With regard to the power of the Minister of Labour and the President of the Republic to intervene in disputes (sections 448(3) and (4) and 450(1)(g) of the Code) by convening a compulsory arbitration tribunal, the Committee emphasizes, as has the Committee on Freedom of Association on several occasions (see 270th, 275th and 284th Reports, Cases Nos. 1434, 1477 and 1631 (Colombia), paras. 256, 299 and 398 respectively), that the right to strike can only be subject to heavy restrictions (such as the imposition of compulsory arbitration in strikes) in essential services in the strict sense of the term, that is in those services whose interruption would endanger the life, personal safety or health of the whole or part of the population.

As regards the possibility of dismissing trade union officers who have intervened or participated in an unlawful strike (section 450(2) of the Code), the Committee agrees with the Government's statement that the ILO supervisory bodies recognize the legitimacy of dismissal in cases of unlawful strikes. The Committee none the less points out that, when a strike is declared unlawful on the basis of a national standard which contravenes the principles of freedom of association, the dismissal of trade union officials, even if it is lawful, would be contrary to the Convention.

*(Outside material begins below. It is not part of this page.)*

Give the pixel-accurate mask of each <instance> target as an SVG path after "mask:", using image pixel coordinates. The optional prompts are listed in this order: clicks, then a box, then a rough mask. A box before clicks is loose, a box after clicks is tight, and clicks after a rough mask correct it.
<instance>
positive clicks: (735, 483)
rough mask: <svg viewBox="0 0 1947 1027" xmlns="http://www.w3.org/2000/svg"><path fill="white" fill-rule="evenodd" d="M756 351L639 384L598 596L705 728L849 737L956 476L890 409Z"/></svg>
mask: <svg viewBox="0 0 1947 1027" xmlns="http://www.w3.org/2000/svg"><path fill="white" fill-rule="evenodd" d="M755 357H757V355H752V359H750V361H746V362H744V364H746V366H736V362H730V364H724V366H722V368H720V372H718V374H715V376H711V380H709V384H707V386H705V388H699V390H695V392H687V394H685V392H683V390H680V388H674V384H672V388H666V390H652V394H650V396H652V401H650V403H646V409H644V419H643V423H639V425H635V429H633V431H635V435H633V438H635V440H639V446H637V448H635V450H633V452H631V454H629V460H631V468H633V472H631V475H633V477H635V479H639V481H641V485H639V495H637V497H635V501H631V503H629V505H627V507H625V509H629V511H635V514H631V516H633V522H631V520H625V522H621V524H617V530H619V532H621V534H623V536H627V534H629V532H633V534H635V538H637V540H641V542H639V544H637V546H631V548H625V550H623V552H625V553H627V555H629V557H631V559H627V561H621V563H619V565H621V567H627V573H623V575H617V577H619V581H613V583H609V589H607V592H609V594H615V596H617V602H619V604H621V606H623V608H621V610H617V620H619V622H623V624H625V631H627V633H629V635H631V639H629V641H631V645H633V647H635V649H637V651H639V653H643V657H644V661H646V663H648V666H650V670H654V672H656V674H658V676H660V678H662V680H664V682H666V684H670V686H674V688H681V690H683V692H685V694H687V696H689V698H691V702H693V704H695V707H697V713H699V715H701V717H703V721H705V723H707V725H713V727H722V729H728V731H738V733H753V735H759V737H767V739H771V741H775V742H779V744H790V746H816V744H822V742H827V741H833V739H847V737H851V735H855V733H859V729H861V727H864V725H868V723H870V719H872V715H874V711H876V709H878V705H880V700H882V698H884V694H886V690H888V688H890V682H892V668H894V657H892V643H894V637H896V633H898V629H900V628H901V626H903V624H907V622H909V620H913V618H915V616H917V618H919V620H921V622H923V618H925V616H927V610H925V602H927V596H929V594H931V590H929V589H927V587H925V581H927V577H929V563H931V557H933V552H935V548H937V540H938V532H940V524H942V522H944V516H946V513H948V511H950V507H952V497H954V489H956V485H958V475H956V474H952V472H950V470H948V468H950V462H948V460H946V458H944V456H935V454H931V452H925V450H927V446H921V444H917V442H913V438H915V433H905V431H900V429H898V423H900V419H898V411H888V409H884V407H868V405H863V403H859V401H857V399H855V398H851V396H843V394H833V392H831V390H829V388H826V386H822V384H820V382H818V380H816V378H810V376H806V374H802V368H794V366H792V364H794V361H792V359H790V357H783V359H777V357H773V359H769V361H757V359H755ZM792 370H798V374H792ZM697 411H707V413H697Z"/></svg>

With regard to the provisions which allow the internal management of trade unions and trade union meetings to be supervised by public servants, the Committee notes from the information contained in the Government's report that the Political Constitution of 1991 repealed Decree No. 672 of 1956 (section 1).

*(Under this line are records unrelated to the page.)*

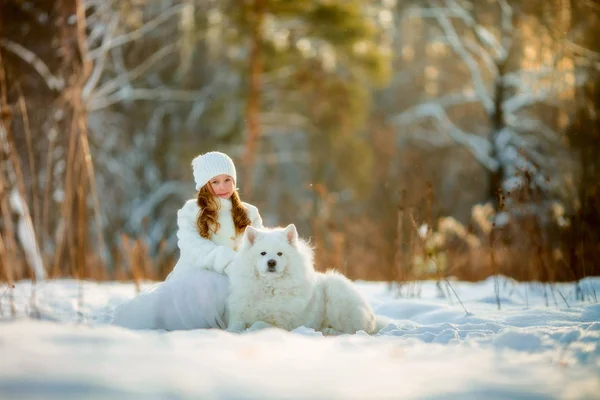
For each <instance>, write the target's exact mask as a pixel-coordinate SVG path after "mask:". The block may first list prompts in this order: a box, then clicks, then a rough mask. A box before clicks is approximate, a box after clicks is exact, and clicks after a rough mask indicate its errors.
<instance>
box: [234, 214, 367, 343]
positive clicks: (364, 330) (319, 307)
mask: <svg viewBox="0 0 600 400" xmlns="http://www.w3.org/2000/svg"><path fill="white" fill-rule="evenodd" d="M228 274H229V278H230V293H229V297H228V301H227V314H228V330H229V331H233V332H240V331H242V330H244V329H246V328H247V327H248V326H251V325H252V324H254V323H256V322H266V323H268V324H270V325H273V326H277V327H279V328H283V329H286V330H293V329H295V328H298V327H300V326H305V327H308V328H313V329H315V330H319V331H322V332H323V333H326V334H329V333H334V332H335V333H356V332H357V331H365V332H367V333H373V332H374V331H375V325H376V322H375V316H374V314H373V311H372V309H371V307H370V305H369V303H368V302H367V301H366V300H365V299H364V298H363V297H362V296H361V294H360V293H359V292H358V290H357V289H356V288H355V286H354V285H353V284H352V282H351V281H350V280H349V279H348V278H346V277H345V276H343V275H341V274H339V273H337V272H335V271H329V272H326V273H319V272H316V271H315V270H314V265H313V254H312V249H311V248H310V247H309V246H308V245H307V244H306V243H305V242H304V241H303V240H302V239H300V238H299V237H298V233H297V230H296V227H295V226H294V225H293V224H292V225H289V226H288V227H287V228H285V229H283V228H275V229H260V230H258V229H256V228H253V227H251V226H249V227H248V228H246V231H245V232H244V237H243V241H242V244H241V247H240V249H239V251H238V255H237V258H236V260H235V261H234V262H233V264H232V265H231V266H230V267H229V270H228Z"/></svg>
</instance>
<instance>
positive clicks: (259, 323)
mask: <svg viewBox="0 0 600 400" xmlns="http://www.w3.org/2000/svg"><path fill="white" fill-rule="evenodd" d="M274 327H275V326H274V325H271V324H269V323H268V322H264V321H256V322H255V323H253V324H252V325H251V326H250V328H248V330H249V331H260V330H261V329H267V328H274Z"/></svg>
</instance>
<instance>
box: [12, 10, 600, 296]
mask: <svg viewBox="0 0 600 400" xmlns="http://www.w3.org/2000/svg"><path fill="white" fill-rule="evenodd" d="M0 105H1V119H0V280H2V281H4V282H7V283H9V284H10V283H11V282H13V281H15V280H18V279H23V278H37V279H41V278H43V277H47V276H48V277H76V278H86V279H101V280H104V279H119V280H129V279H134V280H136V281H138V280H140V279H163V278H164V277H165V276H166V275H167V274H168V272H169V271H170V270H171V268H172V267H173V266H174V263H175V261H176V260H177V257H178V250H177V242H176V236H175V233H176V227H177V225H176V212H177V210H178V209H179V208H180V207H181V206H182V205H183V203H184V201H185V200H186V199H189V198H192V197H194V195H195V192H194V182H193V177H192V173H191V165H190V163H191V160H192V158H193V157H194V156H196V155H197V154H200V153H203V152H206V151H211V150H219V151H223V152H226V153H228V154H229V155H231V156H232V158H234V160H235V162H236V165H237V168H238V187H239V189H240V195H241V198H242V200H244V201H246V202H249V203H252V204H255V205H256V206H258V208H259V210H260V211H261V214H262V215H263V219H264V222H265V224H266V225H268V226H274V225H287V224H289V223H295V224H296V226H297V227H298V229H299V231H300V233H301V235H302V236H303V237H305V238H307V239H308V238H310V241H311V243H312V244H313V245H314V246H315V249H316V256H317V257H316V259H317V268H318V269H321V270H323V269H327V268H337V269H339V270H340V271H342V272H344V273H345V274H347V275H348V276H350V277H351V278H353V279H366V280H386V281H390V282H392V281H397V282H403V281H408V280H414V279H438V280H439V279H442V278H446V277H456V278H458V279H464V280H479V279H483V278H485V277H487V276H490V275H495V274H505V275H508V276H511V277H513V278H516V279H520V280H541V281H560V280H578V279H580V278H582V277H584V276H590V275H597V274H598V273H599V272H600V264H599V263H598V261H599V259H600V204H599V199H598V195H599V193H598V191H599V187H598V185H599V183H600V130H599V128H600V122H599V121H600V120H599V118H600V115H599V112H600V3H599V2H598V1H593V0H514V1H513V0H500V1H487V0H470V1H469V0H429V1H427V0H404V1H402V0H396V1H395V0H381V1H375V0H363V1H359V0H328V1H327V0H321V1H318V0H314V1H309V0H307V1H288V0H244V1H243V0H181V1H176V0H119V1H116V0H57V1H23V0H0Z"/></svg>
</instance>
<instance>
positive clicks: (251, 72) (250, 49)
mask: <svg viewBox="0 0 600 400" xmlns="http://www.w3.org/2000/svg"><path fill="white" fill-rule="evenodd" d="M265 6H266V2H265V0H254V3H253V5H252V11H251V13H252V14H251V15H252V16H251V36H250V40H251V48H250V60H249V66H250V68H249V74H250V76H249V85H248V100H247V101H246V110H245V117H246V118H245V119H246V142H245V145H244V154H243V158H242V168H243V170H242V174H241V175H242V178H243V181H242V185H243V187H244V194H245V195H246V196H249V195H251V193H252V189H253V183H254V182H253V171H254V160H255V153H256V142H257V141H258V138H259V136H260V102H261V82H260V76H261V74H262V69H263V65H262V57H261V55H262V54H261V51H262V49H261V46H262V25H263V21H264V15H265Z"/></svg>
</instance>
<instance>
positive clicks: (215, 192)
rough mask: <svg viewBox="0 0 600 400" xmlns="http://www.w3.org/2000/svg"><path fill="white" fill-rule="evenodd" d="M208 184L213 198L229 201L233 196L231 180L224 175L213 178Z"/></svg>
mask: <svg viewBox="0 0 600 400" xmlns="http://www.w3.org/2000/svg"><path fill="white" fill-rule="evenodd" d="M209 183H210V188H211V190H212V192H213V193H214V194H215V196H218V197H220V198H222V199H229V198H230V197H231V195H232V194H233V190H234V189H235V188H234V182H233V178H232V177H231V176H229V175H225V174H221V175H217V176H215V177H213V178H212V179H211V180H210V182H209Z"/></svg>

With regard to the provision which authorizes suspension of trade union officers who have been responsible for the dissolution of a union (section 380(3)), the Committee notes that, according to the Government, this provision was amended by section 52 of Act No. 50 of 1990 under which the power to dissolve a trade union is conferred on the judicial authority and that the names of the persons responsible shall be stated.

As regards the first point, the Committee observes that although Decree No. 672 of 1956 has been repealed by the Constitution, section 486 of the Code is still in force. As regards the second point, the Committee observes that section 380(3) of Act No. 50 of 1990 to which the Government refers, corresponds to section 380(4) of the Code, and there has been no change in the wording. This provision suspends for up to three years the right of association of trade union leaders who have been found responsible by the judicial authority of dissolving a trade union.

The Committee once again asks the Government to indicate in its next report whether the provision contained in section 366(4)(c) of the Code (amended by section 46 of Act No. 50 of 1990), whereby an application for registration by a new works union may be rejected, applies if the trade union seeking registration has a greater number of members than the trade union that is already registered.

With reference to section 389 of the Code which provides that neither members representing the employer before his workers nor members of the top management of an enterprise can be members of the Executive of a trade union, the Committee once again requests the Government to provide information on the scope of this provision since, according to the federations, employers unilaterally determine who shall represent them and this has given rise to abuse.

The Committee hopes that in amending and drafting the above laws, account will be taken of the comments it has been making for several years. It asks the Government to continue to take steps within the framework of the standing tripartite committee and, should it so wish, with technical assistance from the ILO, to bring its legislation into closer conformity with the Convention, and to keep it informed of further developments.

The Committee is also addressing a direct request to the Government.